The second effect is to alter the incentives faced by the private (and public) sectors in deciding whether to spend today or on some future day. But if people are less responsive to that because they are still highly leveraged, monetary policy is less powerful in the short term. Of course, this might just be temporary. Once the ‘balance sheet repair’ channel has been working for long enough for the repair to be largely complete, maybe people will respond with additional spending in the same way as they used to. In that case policy would still be effective, just with longer lags. On the other hand, if there has been a persistent shift in attitudes to debt, spending and saving, then monetary policy's weaker ability to generate short-term growth might just be part of the ‘new normal’.
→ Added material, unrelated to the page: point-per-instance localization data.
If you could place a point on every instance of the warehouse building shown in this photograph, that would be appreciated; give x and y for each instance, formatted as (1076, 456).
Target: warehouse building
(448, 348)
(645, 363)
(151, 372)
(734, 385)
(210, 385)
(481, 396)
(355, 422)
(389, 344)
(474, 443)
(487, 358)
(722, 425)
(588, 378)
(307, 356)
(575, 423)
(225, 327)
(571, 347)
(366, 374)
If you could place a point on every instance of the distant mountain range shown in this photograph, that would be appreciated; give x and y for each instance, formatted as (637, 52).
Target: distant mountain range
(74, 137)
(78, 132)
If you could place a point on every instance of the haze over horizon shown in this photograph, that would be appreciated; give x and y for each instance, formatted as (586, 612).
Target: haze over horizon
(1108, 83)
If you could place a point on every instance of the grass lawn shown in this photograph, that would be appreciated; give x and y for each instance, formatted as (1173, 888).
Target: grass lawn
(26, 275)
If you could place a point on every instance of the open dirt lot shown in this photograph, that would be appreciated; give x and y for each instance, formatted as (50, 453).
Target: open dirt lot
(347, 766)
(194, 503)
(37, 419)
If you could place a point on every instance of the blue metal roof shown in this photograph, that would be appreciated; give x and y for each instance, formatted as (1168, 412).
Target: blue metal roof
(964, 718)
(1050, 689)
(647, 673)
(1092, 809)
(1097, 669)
So while it is beyond argument that central bank actions in the crisis headed off what could have been a catastrophe, it's another thing to think that monetary policy can easily restore enough demand to fully employ the economy's labour and capital doing what they were doing before the crisis. The evidence for effectiveness of such policies is strongest in the United States, but even there it has taken a long time for the recovery to gain momentum. If ultra-low interest rates and quantitative measures were powerful, they should have produced a lot more demand and presumably more inflation by now.

Some critics of these policies thought, of course, that high inflation would, in fact, occur. They were wrong about that. If anything, inflation looks a bit too low globally despite the extent of monetary easing. Other critics would say that if the desired effects have been slow to emerge, that is only because the dosage was too small. Perhaps that's right. Or perhaps the evidence is telling us that, at whatever dosage, monetary policy can do only so much and that other tools have to be used as well. That is not to say that monetary authorities were wrong to implement such policies, only that they were perhaps bound to find their efforts of only relatively limited power.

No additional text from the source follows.